C’était il y a deux semaines, c’était il y a une éternité. Depuis, il paraît que je suis passé par des hauts et des bas. Surtout des bas, j’ai l’impression. J’en garde une intense fatigue, je dors beaucoup, et assez mal la nuit. Tout est un peu déréglé. Mes mains sont creusées, mon visage aussi. Chaque geste me demande un effort incommensurable. J’ai les lèvres abimées, la bouche sèche, et soif en permanence. J’ai dû ré-apprendre à avaler ma salive, et les premières bouchées de compote d’hier ont déclenché une ovation de toute l’équipe. Je crois qu’ils m’aiment bien. Les gens m’aiment bien, en général. Il paraît que je suis un gars sympa, même si je fais des blagues à deux balles. C’est pour ça qu’on te garde, comme disent les copains du club. Je porte une couche aussi. Encore un point commun avec l’apprentissage de la marche. J’ai fait la remarque aux kinés quand ils m’ont annoncé qu’aujourd’hui, j’allais faire mes premiers pas. Ça les a fait marrer. Ils sont sympas, les kinés. Ils ont un petit accent. Ça me rappelle les vacances, quand les gamins étaient petits et qu’on traversait la moitié de l’Europe pour les emmener voir la mer. Je ne sais même pas si je reverrai mon jardin un jour. Alors, la mer…
Trois mètres. Dix pas. De longues minutes hésitantes, agrippé au bras solide de mon chaperon. Un exploit qui m’a amené au milieu de la chambre,
devant la baie vitrée. De l’autre côté, toute l’équipe me regarde vaciller au bras de mon héros du jour. Je crois qu’ils sont aussi heureux que moi. Je peux le voir dans leurs yeux.

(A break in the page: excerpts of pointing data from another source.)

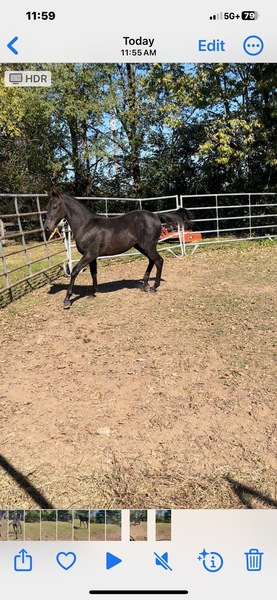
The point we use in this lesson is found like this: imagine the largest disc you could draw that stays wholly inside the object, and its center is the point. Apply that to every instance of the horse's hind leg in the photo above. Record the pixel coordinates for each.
(145, 285)
(93, 272)
(156, 259)
(80, 265)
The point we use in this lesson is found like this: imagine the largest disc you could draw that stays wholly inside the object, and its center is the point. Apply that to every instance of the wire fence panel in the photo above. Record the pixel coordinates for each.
(222, 218)
(117, 206)
(25, 252)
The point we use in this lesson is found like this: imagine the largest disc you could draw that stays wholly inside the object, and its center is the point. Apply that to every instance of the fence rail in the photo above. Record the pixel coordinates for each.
(25, 251)
(219, 213)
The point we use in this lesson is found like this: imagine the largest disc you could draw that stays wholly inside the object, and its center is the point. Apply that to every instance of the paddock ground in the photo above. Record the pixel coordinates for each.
(131, 400)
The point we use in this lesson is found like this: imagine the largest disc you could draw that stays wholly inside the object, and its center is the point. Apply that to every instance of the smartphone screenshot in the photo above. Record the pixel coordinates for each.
(138, 226)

Certains ont l'air ému. Pourquoi ne le seraient-ils pas? Ils ont sûrement un coeur, comme tout le monde, ces gens là. Peut-être qu’ils n’y croyaient pas, qu’ils pensaient que ce virus
serait le plus fort, que leurs efforts seraient vains. Ils ne savaient pas à qui ils avaient affaire. J’ai pas souvent baissé les bras, dans la vie. Pour les dessins animés du dimanche matin pour
la grande, et le scooter du cadet. C’est à peu près tout. Alors c’est pas aujourd’hui que ça va commencer.
Trois mètres. Les premiers d’une longue marche.